Almanya 2015 yılında farklı iş kollarında genellikle ücret zamları için gerçekleşen grevlere sahne oldu. İnternet alışveriş devi Amazon ve metal sektörü ile birlikte Alman Hava Yolları Lufthansa ve Posta İdaresi’nin banka bölümünde grevler gerçekleşti. Sosyal hizmetler ve eğitim hizmetlerinde, demiryollarında, postanelerde çalışan işçi ve emekçiler de haftalarca süren kitlesel grevlere gittiler. Grevler yaygınlığı ve kitleselliği ile tüm ülkeye yayıldı.

Polonya’da binlerce madenci greve çıktı. Yüz binlerce işçi hükümetin kesinti planına ve reform adı altında sunulan emeklilik yaşını yükselten yasaya karşı Polonya’nın başkenti Varşova’ya yürüdü. Norveç’te 1,5 milyon civarında işçi ve emekçi iş yasalarında yapılması planlanan değişikliklerin parlamentodan geri çekilmesi talebiyle genel greve gitti. Hollanda metal sektörü grevlere sahne oldu. Sınırlı olarak sıraladığımız bu eylemler dalgasının hemen hepsinin son iki yıl üzerinden örneklendiğini ve bu geniş çaplı sınıf-kitle hareketlerinin Avrupa’da son yılların artık en olağan görüntüleri haline gelmiş bulunduğunu belirtmek gerekiyor.

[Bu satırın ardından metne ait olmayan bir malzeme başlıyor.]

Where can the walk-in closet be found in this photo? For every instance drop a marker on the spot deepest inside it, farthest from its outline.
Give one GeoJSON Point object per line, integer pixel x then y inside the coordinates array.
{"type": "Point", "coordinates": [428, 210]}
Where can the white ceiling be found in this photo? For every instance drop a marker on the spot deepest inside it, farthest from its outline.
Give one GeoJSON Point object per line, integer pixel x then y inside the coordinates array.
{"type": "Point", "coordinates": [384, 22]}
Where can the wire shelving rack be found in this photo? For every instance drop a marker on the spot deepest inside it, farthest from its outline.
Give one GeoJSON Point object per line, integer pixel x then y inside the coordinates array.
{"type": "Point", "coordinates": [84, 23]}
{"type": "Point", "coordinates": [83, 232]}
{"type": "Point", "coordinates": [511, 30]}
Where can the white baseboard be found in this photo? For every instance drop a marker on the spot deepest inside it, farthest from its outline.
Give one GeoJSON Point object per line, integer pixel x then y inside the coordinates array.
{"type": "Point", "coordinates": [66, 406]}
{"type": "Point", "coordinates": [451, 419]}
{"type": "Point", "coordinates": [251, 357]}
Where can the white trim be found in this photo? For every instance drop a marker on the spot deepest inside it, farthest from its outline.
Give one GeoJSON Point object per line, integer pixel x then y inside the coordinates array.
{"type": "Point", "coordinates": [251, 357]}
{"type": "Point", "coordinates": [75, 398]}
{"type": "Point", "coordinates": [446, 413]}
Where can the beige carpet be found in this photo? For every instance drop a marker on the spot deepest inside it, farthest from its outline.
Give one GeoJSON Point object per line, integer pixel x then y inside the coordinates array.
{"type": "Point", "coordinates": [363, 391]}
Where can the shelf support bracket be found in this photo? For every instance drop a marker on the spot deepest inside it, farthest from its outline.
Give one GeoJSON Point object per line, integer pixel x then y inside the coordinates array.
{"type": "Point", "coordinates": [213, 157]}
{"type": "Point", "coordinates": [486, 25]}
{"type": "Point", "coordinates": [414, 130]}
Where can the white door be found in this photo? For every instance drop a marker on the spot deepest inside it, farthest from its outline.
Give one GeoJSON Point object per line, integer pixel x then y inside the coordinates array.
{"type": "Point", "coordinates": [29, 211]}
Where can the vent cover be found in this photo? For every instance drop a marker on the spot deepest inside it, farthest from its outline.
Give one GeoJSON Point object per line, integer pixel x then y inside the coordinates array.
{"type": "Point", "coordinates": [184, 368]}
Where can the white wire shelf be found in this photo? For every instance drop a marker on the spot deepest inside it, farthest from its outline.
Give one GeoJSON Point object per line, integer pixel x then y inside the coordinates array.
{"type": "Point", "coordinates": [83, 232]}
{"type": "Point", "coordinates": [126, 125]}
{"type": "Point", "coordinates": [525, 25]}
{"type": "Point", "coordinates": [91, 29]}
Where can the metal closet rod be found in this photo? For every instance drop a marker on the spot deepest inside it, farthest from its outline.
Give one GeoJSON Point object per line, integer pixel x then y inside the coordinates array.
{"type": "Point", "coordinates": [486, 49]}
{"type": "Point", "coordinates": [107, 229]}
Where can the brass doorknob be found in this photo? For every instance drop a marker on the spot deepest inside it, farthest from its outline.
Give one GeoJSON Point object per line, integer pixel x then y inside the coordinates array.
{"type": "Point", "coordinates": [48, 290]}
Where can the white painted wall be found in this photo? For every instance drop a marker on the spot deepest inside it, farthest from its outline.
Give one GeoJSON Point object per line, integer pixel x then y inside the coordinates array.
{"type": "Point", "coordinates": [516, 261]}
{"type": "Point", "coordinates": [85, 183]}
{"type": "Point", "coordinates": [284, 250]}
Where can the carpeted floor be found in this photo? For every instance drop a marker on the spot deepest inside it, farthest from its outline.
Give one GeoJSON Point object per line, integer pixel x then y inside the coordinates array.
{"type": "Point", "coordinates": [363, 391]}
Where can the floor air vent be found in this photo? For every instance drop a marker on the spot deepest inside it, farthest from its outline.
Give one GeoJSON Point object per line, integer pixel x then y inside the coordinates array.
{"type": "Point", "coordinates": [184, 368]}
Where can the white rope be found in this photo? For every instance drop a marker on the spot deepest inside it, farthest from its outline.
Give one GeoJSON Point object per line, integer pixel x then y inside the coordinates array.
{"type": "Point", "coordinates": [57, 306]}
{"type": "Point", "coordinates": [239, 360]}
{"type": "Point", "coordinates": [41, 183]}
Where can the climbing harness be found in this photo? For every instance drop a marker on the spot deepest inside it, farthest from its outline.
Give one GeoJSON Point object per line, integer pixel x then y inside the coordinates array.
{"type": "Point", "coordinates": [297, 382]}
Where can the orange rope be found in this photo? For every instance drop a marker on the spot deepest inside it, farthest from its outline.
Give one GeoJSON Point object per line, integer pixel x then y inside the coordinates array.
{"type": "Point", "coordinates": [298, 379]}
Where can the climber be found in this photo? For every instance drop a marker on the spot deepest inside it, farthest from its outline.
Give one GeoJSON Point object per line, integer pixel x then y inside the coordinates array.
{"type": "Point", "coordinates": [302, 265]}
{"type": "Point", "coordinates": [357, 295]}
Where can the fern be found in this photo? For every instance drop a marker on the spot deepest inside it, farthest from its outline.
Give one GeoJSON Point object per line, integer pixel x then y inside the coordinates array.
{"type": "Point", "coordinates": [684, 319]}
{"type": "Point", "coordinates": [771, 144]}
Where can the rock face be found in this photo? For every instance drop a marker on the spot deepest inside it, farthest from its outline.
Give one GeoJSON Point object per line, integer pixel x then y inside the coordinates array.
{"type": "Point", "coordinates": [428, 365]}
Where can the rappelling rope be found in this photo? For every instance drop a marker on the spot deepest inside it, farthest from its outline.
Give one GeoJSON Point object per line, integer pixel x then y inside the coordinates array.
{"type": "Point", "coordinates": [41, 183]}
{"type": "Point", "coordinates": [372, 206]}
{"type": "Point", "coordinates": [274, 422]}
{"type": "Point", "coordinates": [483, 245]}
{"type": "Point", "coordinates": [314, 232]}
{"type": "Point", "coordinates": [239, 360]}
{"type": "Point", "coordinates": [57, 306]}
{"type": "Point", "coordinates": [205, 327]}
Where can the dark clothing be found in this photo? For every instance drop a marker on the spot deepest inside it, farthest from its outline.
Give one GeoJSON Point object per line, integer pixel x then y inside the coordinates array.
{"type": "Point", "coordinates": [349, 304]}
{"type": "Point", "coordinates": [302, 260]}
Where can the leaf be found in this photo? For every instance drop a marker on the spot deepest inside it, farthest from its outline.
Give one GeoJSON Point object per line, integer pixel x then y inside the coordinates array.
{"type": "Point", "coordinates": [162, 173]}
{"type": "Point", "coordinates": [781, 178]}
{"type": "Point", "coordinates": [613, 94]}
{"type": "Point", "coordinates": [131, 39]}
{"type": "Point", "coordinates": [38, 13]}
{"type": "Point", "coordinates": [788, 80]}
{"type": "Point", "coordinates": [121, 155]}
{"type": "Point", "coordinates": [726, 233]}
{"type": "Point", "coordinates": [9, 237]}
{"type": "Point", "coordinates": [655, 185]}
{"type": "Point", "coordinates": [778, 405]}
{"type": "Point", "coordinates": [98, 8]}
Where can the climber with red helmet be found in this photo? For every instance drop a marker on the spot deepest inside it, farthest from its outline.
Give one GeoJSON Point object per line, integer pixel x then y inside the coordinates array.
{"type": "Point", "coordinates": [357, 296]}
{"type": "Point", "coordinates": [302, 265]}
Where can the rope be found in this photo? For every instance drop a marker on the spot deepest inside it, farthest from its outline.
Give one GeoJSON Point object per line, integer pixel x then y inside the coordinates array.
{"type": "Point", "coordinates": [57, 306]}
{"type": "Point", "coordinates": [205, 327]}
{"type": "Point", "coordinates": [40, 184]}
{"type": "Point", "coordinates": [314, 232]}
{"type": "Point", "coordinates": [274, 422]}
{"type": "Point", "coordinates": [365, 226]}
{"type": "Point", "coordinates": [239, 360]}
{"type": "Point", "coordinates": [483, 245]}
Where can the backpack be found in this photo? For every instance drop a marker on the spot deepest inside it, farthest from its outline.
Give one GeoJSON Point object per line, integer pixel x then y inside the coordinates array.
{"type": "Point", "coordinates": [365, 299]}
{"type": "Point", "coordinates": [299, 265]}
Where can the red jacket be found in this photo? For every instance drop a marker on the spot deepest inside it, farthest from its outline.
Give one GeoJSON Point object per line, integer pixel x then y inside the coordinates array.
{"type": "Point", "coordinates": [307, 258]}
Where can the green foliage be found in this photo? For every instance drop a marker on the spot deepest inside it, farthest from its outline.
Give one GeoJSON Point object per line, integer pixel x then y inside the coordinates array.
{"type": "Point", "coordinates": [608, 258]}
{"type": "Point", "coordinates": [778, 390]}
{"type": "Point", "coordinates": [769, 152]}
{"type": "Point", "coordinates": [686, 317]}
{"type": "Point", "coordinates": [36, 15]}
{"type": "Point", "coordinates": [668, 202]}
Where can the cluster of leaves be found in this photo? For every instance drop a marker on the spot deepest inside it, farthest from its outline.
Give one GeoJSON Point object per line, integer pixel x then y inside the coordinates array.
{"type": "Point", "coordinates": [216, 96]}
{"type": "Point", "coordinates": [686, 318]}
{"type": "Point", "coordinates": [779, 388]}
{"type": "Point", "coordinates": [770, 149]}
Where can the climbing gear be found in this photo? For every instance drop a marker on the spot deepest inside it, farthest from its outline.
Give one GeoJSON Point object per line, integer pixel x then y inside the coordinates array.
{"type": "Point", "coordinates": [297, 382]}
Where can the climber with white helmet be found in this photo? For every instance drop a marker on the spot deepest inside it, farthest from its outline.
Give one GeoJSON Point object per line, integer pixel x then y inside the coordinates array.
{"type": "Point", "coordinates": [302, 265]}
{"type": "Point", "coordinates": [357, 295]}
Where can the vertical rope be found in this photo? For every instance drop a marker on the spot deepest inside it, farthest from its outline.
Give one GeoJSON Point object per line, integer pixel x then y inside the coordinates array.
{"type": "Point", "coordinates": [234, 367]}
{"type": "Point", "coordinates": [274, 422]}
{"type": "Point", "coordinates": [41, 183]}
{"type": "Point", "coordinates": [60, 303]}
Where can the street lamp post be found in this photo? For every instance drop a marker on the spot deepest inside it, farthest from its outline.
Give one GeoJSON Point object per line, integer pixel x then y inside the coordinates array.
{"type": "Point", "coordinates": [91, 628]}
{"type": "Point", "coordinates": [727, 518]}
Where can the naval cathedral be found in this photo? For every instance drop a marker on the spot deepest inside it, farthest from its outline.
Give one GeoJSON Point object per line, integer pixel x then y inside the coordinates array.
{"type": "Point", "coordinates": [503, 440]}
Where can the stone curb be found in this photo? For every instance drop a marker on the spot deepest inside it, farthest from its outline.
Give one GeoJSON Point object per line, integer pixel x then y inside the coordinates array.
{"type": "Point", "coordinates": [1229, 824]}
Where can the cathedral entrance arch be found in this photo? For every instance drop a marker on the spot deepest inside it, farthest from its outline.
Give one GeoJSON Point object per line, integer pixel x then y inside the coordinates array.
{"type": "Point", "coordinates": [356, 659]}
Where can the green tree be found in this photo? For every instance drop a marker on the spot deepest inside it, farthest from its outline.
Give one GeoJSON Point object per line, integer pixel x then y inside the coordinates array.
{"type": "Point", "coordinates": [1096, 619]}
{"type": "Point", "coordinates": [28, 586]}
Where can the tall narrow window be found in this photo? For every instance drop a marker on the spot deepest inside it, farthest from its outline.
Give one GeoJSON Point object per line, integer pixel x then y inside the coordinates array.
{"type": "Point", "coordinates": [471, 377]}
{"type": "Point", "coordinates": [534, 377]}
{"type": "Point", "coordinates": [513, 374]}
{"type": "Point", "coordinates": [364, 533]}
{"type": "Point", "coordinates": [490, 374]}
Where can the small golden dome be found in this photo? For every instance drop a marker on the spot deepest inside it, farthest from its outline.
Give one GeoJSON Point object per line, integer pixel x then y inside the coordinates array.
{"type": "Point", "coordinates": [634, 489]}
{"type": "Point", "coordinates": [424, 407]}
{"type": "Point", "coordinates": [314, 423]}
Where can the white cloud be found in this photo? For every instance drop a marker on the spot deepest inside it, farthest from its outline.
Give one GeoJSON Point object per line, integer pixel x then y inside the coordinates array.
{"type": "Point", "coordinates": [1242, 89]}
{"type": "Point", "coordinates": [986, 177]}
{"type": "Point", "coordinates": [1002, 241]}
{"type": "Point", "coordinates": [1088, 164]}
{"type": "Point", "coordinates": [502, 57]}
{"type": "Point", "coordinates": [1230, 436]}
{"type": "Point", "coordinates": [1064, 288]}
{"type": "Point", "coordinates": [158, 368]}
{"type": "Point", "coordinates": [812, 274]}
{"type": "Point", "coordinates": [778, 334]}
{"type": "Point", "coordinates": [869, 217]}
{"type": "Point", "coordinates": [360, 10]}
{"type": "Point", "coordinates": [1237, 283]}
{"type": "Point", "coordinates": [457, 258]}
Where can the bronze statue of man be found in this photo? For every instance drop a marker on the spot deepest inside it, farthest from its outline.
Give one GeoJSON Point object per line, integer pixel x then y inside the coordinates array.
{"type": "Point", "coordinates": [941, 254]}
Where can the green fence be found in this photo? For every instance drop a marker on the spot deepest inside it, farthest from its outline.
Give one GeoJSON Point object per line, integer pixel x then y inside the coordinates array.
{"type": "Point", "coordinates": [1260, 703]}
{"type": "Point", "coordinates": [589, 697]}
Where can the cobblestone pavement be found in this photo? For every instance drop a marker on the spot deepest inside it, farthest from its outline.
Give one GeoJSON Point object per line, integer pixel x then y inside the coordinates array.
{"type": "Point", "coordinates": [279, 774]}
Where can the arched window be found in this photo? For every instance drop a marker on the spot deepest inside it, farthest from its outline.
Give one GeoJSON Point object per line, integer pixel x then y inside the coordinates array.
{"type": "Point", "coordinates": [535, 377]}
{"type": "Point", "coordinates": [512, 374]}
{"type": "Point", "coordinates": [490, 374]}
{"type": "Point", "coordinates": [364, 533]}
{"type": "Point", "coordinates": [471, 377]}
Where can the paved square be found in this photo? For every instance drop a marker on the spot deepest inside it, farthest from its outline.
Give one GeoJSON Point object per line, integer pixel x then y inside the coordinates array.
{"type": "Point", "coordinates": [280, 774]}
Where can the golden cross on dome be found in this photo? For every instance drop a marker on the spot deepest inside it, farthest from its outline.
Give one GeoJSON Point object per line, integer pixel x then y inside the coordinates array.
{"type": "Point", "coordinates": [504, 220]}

Avrupa kıtasının bütün ülkelerinde işçi sınıfının yıldan yıla gelişen ve büyüyen, yüz binleri ve zaman zaman milyonları kapsayan genel grev, grev ve protesto eylemlerinin gösterdiği en önemli sonuçlardan biri de işçi sınıfı hakkında ileri sürülen gerici burjuva propagandaya büyük bir darbe indirilmiş olmasıdır. Avrupa kıtasındaki eylem dalgası, işçi sınıfının büyük mücadele gücünü ve kapesitesini, öteki emekçi sınıfları ve gençliği ardında sürükleme yeteneğini bir kez daha gösterdi.

Bu gelişmeleri tamamlayan bir başka olgu ise şudur: Kapitalist krizin Avrupa metrepollerinde yarattığı ve sürekli olarak büyüttüğü işsizliğin, yoksulluğun, konutsuzluğun yaygınlaşmasına yabancı düşmanlığının, ırkçılığın, militarizmin ve neo-faşist akımların güçlenmesinin eşlik ettiğini biliyoruz. Sayısız sosyal sorunları ve şeriatçı terör eylemlerini yabancı düşmanlığı üzerinden istismar eden Avrupa burjuvazisi “Toplumun güvenliği” ve “Teröre karşı mücadele” adı altında “Uygar, medeni ve demokrasinin beşiği olan Avrupa”da polis rejimlerini güçlendiriyor, siyasal özgürlükleri gasp ediyor, peroyodik olarak çıkarılan yabancılar yasasıyla ırkçı ve neo-faşist hareketlerin yolunu düzlüyor. Tam da bu yolla sorunların gerçek kaynağı olan sermaye iktidarının aklanması ve işçi sınıfının şoven, milliyetçi duygu ve düşüncelerle atomize edilmesi hedefleniyor. Politikleşmiş bir sınıf ve kitle mücadelesinin yükselmesi bunu engellemenin ve geriletmenin biricik yoludur.